O jurista enfatiza ainda que a crise atual aprofunda a condição de desamparo da população: “Os discursos que pregam que o modelo de sociedade em que nós vivemos é um modelo igualitário, que ele é a única forma de viver, e a mais civilizada, não se sustentam diante da situação real das pessoas. Ainda mais em uma sociedade em que as pessoas estão tendo que escolher entre morrer doentes, de fome ou assassinadas pela polícia”.

O professor da PUC-Rio e diretor científico do JPAL (Poverty Action Lab) para a América Latina, o economista Cláudio Ferraz, associa a discriminação racial à persistência da desigualdade, reforçada pelo desigual acesso político entre brancos e negros. No artigo Racismo, participação política e a persistência das desigualdades brasileiras, Ferraz indica três caminhos para reduzir o racismo no pais, entre eles, a implementação de programas sociais para melhorar as oportunidades e reduzir a pobreza concentrada em domicílios chefiados por pessoas pretas e pardas, e as políticas de ação afirmativa voltadas ao aumento do fluxo de alunos negros em universidades e que incentivem o setor público e empresas a diversificar seus trabalhadores.

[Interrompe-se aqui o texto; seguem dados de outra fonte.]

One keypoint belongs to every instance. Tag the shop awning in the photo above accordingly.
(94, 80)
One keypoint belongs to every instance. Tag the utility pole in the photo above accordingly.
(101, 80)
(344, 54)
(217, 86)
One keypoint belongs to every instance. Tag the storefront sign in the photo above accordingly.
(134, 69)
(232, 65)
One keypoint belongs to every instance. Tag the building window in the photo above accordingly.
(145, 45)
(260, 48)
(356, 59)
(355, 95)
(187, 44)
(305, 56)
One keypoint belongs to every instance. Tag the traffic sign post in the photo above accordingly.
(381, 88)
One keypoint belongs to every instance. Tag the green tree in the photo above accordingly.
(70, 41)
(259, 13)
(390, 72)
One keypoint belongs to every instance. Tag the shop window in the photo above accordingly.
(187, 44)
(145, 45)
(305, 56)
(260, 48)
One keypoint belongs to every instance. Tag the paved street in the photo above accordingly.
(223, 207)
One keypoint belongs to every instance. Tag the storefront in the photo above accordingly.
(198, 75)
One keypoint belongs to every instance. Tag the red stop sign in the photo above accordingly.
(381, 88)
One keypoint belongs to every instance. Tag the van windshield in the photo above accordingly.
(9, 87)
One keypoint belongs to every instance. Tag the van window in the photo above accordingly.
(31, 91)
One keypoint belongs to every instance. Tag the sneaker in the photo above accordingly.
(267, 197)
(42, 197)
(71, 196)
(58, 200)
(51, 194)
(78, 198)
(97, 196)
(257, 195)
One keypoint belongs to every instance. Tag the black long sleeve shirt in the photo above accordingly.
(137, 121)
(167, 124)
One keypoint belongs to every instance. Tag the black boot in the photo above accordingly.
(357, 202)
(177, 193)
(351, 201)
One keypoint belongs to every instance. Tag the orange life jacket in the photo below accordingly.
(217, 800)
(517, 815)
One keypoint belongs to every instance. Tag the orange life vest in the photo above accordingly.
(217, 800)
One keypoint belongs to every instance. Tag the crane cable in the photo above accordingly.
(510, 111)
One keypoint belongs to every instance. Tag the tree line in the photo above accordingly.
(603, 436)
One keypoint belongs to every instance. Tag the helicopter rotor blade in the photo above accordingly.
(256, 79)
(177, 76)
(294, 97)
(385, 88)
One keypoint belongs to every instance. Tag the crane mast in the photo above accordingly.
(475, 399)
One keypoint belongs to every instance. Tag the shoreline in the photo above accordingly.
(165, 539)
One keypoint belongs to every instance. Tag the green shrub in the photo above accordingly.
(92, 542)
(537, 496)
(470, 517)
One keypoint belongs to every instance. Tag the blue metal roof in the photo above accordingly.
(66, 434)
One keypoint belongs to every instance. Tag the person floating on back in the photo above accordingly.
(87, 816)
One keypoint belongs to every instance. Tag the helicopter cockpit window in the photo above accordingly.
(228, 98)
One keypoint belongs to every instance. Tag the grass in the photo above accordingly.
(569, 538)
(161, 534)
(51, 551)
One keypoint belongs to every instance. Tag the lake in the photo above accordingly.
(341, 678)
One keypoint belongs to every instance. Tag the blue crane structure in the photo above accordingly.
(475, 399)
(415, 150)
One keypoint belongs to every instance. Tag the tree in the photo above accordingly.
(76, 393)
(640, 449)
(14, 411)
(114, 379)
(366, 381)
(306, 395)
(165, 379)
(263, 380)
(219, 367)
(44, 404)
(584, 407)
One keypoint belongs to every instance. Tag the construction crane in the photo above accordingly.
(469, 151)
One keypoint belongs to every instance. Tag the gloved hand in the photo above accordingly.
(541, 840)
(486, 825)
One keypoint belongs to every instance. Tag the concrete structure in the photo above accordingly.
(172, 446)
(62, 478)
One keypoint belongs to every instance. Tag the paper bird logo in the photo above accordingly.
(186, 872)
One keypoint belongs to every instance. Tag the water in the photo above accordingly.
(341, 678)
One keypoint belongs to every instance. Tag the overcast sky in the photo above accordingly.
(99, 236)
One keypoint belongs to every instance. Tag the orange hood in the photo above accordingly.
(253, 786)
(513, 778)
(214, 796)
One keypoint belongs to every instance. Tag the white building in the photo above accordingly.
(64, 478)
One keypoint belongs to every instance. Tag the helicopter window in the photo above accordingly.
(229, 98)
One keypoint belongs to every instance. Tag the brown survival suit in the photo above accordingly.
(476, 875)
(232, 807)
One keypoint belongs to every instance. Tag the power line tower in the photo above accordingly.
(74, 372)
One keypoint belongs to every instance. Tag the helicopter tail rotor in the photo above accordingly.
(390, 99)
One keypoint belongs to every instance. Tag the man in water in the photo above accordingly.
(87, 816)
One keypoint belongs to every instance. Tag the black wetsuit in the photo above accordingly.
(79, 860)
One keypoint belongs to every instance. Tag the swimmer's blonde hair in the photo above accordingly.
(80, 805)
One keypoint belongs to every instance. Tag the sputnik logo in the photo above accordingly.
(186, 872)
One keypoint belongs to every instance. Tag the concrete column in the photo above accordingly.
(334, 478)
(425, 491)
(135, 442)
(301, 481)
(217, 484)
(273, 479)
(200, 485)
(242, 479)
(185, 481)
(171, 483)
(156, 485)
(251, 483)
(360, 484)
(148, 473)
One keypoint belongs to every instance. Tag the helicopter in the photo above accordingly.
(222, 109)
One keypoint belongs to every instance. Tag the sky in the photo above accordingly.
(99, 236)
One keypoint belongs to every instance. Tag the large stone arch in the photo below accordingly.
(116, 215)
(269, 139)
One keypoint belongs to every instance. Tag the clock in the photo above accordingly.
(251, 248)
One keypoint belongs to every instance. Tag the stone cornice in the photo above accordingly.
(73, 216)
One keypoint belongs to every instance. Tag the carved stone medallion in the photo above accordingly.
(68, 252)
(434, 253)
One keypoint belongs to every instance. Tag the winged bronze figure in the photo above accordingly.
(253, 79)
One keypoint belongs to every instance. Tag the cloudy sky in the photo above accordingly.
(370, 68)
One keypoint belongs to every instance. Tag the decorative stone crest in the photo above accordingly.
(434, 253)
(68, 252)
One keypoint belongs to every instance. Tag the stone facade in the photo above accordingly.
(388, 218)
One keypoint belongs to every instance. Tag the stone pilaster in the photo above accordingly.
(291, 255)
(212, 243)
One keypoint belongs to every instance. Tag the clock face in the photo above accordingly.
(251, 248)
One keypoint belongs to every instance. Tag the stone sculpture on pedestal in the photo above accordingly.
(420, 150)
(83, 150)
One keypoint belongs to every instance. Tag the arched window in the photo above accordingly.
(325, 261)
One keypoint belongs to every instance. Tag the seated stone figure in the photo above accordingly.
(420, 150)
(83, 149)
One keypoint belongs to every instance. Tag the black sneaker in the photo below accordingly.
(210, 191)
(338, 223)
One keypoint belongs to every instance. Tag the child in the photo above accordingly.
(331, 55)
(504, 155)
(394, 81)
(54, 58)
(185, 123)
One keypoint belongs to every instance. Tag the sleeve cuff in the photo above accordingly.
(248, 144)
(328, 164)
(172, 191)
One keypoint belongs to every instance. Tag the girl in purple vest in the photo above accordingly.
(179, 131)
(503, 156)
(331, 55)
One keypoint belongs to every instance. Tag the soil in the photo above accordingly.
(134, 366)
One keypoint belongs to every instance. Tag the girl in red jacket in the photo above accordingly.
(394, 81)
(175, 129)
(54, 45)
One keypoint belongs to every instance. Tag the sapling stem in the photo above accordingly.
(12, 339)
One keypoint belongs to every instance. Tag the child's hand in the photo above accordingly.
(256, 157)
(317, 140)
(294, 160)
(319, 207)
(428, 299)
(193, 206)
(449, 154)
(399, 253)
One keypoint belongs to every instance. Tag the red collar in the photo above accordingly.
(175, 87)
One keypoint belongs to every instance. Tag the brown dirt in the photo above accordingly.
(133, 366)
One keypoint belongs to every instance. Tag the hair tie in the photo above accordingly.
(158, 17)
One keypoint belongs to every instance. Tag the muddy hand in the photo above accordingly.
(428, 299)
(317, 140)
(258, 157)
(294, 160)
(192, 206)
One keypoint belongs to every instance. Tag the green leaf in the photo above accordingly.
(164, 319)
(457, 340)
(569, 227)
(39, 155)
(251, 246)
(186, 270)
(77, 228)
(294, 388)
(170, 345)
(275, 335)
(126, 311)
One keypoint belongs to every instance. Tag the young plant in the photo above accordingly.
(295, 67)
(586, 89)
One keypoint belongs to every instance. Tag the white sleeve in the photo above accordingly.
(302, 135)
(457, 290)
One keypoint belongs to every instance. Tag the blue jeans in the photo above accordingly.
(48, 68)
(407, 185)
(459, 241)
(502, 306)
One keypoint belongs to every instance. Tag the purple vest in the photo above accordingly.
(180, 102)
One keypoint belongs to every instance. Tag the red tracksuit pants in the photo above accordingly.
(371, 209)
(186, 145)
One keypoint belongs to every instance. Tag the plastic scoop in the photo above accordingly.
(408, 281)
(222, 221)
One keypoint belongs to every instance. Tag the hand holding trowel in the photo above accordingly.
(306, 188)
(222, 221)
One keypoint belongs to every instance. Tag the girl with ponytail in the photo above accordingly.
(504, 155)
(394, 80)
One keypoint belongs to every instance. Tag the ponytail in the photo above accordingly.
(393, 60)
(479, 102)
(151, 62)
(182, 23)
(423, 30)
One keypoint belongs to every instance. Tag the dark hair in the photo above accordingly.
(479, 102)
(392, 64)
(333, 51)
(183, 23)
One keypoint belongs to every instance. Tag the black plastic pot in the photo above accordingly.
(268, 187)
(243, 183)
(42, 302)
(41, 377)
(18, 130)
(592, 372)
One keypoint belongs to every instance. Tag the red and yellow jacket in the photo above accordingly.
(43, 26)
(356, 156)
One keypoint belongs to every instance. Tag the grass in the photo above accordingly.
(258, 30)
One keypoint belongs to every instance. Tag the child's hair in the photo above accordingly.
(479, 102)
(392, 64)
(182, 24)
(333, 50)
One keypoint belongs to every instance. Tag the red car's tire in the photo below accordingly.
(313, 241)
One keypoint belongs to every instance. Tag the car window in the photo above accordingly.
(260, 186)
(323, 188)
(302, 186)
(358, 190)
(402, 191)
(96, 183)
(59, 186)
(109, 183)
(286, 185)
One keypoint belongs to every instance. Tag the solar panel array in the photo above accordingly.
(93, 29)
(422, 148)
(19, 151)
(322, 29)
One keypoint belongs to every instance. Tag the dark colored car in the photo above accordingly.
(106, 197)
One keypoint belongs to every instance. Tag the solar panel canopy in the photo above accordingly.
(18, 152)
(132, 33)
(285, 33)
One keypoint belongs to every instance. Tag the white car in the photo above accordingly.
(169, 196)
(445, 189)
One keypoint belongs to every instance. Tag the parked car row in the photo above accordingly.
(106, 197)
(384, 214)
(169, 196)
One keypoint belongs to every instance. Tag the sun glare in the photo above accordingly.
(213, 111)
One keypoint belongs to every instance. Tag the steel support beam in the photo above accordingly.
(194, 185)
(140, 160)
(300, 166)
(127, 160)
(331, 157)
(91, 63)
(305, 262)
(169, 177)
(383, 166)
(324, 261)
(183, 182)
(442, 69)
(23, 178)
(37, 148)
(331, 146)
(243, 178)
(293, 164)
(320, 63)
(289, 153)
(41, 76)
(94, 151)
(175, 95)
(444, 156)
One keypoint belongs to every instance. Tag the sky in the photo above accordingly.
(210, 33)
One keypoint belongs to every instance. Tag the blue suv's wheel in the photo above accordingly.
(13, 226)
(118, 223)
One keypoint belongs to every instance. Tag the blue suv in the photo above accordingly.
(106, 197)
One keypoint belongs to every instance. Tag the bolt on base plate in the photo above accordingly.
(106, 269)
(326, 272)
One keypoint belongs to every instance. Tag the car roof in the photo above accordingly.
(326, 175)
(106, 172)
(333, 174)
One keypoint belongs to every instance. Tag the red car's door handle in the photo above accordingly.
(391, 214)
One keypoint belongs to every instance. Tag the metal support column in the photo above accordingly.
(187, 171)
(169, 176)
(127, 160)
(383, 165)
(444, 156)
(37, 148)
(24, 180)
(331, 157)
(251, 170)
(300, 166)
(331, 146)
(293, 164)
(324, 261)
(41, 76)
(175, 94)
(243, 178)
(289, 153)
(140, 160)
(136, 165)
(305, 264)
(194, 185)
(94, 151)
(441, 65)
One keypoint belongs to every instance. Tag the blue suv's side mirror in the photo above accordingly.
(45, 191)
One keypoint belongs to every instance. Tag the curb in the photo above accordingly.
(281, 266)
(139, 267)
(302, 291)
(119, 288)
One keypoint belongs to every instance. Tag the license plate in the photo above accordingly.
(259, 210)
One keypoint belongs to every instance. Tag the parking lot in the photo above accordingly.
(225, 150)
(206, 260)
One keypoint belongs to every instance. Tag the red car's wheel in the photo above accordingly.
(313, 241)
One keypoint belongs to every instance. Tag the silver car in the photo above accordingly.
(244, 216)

Além disso, é fundamental, para o professor, que haja maior participação de candidatas e candidatos negros em partidos políticos, com mais recursos de campanhas, para que ocupem instâncias dos poderes Legislativo e Executivo.

Para refletir sobre a centralidade da questão racial nos movimentos pela democracia, o Observatório da Diversidade Cultural entrevistou integrantes de movimentos e coletivos atuantes nas lutas contra o racismo. A cineasta Cida Reis, o bailarino Rui Moreira e o jornalista Bruno Vieira refletem a seguir sobre a relação entre a luta antirracista, movimentos antifascistas e pró-democracia no Brasil; a importância da participação social frente à violência do Estado e o racismo estrutural, em meio à crise do covid-19; bem como sobre as pautas, ações e desdobramentos dos protestos.

Confira as entrevistas clicando nas imagens abaixo:

Rui Moreira: artista bailarino e coreógrafo, com trajetória de mais de 30 anos no setor cultural, atuou nas companhias: Cisne Negro, Balé da Cidade de São Paulo, Cia. SeráQuê?, Cia. Azanie (França), e no Grupo Corpo. Sua formação artística mescla danças modernas, balé clássico, danças populares brasileiras e dança contemporânea africana.

Cida dos Reis: cineasta, pesquisadora das manifestações culturais afro-brasileiras. Integra o Coletivo Coisa de Preto, do setor audiovisual, que aborda as situações vivenciadas pela população afro-brasileira residente nas periferias, vilas e favelas e os desafios do racismo institucional.

Bruno Vieira: jornalista, mestre em Psicologia pela UFMG e doutorando em Psicologia pela UFPE. Desde 2009 envolve-se em questões relacionadas a Direitos Humanos, Comunicação Popular, Educomunicação e Cultura e, recentemente, Relações Étnico-Raciais e Epistemicídio. Publicou em 2019 o livro “Ativismo Juvenil e Políticas Públicas. É associado da Associação Brasileira de Pesquisadores/as Negros/as (ABPN).